A comet which astronomers had hoped might be the 'comet of the century' appears to be disintegrating instead according to a new report.
Ignacio Ferrin from the Group of Computational Physics and Astrophysics, FACom, said the comet's "imminent demise" will occur before it becomes visible from Earth.
Ferrin said he used "secular light curves" to track how the brightness of the comet has changed over time. He concluded that the comet is starting to dim, with no sign of an increase as it nears the sun.
Above: ISON pictured as it passed Jupiter in April
"The light curve of the comet exhibited a slowdown event characterised by a constant brightness with no indication of a brightness increase tendency," he said.
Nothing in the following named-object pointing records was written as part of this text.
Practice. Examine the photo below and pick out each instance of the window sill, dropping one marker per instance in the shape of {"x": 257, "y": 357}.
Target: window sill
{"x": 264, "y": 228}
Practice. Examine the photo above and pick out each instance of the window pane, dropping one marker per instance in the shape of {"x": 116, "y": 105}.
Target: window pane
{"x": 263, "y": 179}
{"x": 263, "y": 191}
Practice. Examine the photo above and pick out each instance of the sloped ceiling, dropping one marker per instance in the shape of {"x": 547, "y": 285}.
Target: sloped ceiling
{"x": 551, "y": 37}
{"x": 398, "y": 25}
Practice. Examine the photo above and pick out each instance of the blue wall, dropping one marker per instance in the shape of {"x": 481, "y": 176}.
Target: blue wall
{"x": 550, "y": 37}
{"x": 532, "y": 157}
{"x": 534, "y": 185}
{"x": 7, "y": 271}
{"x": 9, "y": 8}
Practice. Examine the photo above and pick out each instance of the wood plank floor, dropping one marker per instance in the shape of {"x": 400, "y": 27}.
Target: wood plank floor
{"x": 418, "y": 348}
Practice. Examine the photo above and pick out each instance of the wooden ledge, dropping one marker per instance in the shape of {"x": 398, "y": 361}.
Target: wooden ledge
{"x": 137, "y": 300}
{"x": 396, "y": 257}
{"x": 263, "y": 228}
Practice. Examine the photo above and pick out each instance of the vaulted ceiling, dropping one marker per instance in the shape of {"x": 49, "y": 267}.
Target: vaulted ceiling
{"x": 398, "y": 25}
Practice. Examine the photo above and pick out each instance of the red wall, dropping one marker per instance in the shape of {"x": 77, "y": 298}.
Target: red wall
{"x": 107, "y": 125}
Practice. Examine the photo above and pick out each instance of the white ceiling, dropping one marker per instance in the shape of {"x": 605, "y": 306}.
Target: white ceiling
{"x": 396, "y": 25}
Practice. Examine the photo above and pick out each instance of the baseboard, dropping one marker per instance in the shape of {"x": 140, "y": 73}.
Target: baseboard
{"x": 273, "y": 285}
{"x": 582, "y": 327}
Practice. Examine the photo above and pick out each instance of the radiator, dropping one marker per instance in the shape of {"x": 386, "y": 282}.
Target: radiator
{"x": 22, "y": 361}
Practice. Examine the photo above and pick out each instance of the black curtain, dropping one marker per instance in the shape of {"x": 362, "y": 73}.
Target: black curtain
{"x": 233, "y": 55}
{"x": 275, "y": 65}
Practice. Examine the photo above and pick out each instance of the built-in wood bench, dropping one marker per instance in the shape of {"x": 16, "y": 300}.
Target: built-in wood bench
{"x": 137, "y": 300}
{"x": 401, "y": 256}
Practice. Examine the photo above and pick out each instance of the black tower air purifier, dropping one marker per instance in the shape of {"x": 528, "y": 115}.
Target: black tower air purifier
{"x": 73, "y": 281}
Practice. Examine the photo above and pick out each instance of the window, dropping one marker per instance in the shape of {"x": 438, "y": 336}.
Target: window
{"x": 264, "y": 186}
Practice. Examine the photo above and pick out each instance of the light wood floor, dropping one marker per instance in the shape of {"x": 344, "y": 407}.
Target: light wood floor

The comet was discovered in 2012, and it had been hoped it would pass close enough to the sun to shine brightly in the sky from Earth. Nasa's Tony Phillips said at the time that:"If the comet survives the encounter, it could emerge glowing as brightly as the moon, visible near the sun in the blue daylight sky. The comet's dusty tail stretching into the night would create a worldwide sensation".
Ferrin's conclusions might start to dim those hopes along with the apparent brightness of the comet itself. But there is still help. As Space.com reports, the life and path of any comet it difficult to predict and ISON appears to be trickier than most. It is still possible that the comet may shine brightly once it completes its trip around the sun towards the end of November.